Client¶
The ApiClient object¶
The Python client acts as an interface that communicates with the avatarization engine. For more information about the concepts and avatarization, checkout our main docs.
The Manager
is the main interfaces that you should use.
You’ll instantiate it, and authenticate using the credentials to the engine.
The Runner
contains the main functionality for your anonymization. Use avatars.manager.Manager.create_runner()
to create a runner.
Methods¶
Here below are the methods provided that communicate with the engine. The API they expose uses pydantic objects to help you pass in the correct arguments to the methods.
- class avatars.runner.Results(*values)¶
- ADVICE = 'advice'¶
- SHUFFLED = 'shuffled'¶
- UNSHUFFLED = 'unshuffled'¶
- PRIVACY_METRICS = 'privacy_metrics'¶
- SIGNAL_METRICS = 'signal_metrics'¶
- REPORT_IMAGES = 'report_images'¶
- PROJECTIONS_ORIGINAL = 'projections-original'¶
- PROJECTIONS_AVATARS = 'projections-avatars'¶
- METADATA = 'run_metadata'¶
- REPORT = 'report'¶
- META_METRICS = 'meta_metrics'¶
- class avatars.runner.Runner(api_client: ApiClient, set_name: str, seed: int | None = None)¶
- add_table(table_name: str, data: str | DataFrame, primary_key: str | None = None, foreign_keys: list | None = None, time_series_time: str | None = None, types: dict[str, ColumnType] = {}, individual_level: bool | None = None, avatar_data: str | None = None)¶
Add a table to the config and upload the data in the server.
- Parameters:
table_name – The name of the table.
data – The data to add to the table. Can be a path to a file or a pandas DataFrame.
primary_key – The primary key of the table.
foreign_keys – Foreign keys of the table.
time_series_time – name of the time column in the table (time series case).
types – A dictionary of column types with the column name as the key and the type as the value.
individual_level – A boolean as true if the table is at individual level or not.

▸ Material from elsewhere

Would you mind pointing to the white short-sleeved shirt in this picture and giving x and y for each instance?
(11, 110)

An individual level table is a table where each row corresponds to an individual (ex: patient, customer, etc.)
avatar_data – The avatar table if there is one. Can be a path to a file or a pandas DataFrame.
- advise_parameters(table_name: str | None = None) None ¶
Fill the parameters set with the server recommendation.
- Parameters:
table_name – The name of the table. If None, all tables will be used.
- upload_file(table_name: str, data: str | DataFrame, avatar_data: str | DataFrame | None = None)¶
Upload a file to the server.
- Parameters:
data – The data to upload. Can be a path to a file or a pandas DataFrame.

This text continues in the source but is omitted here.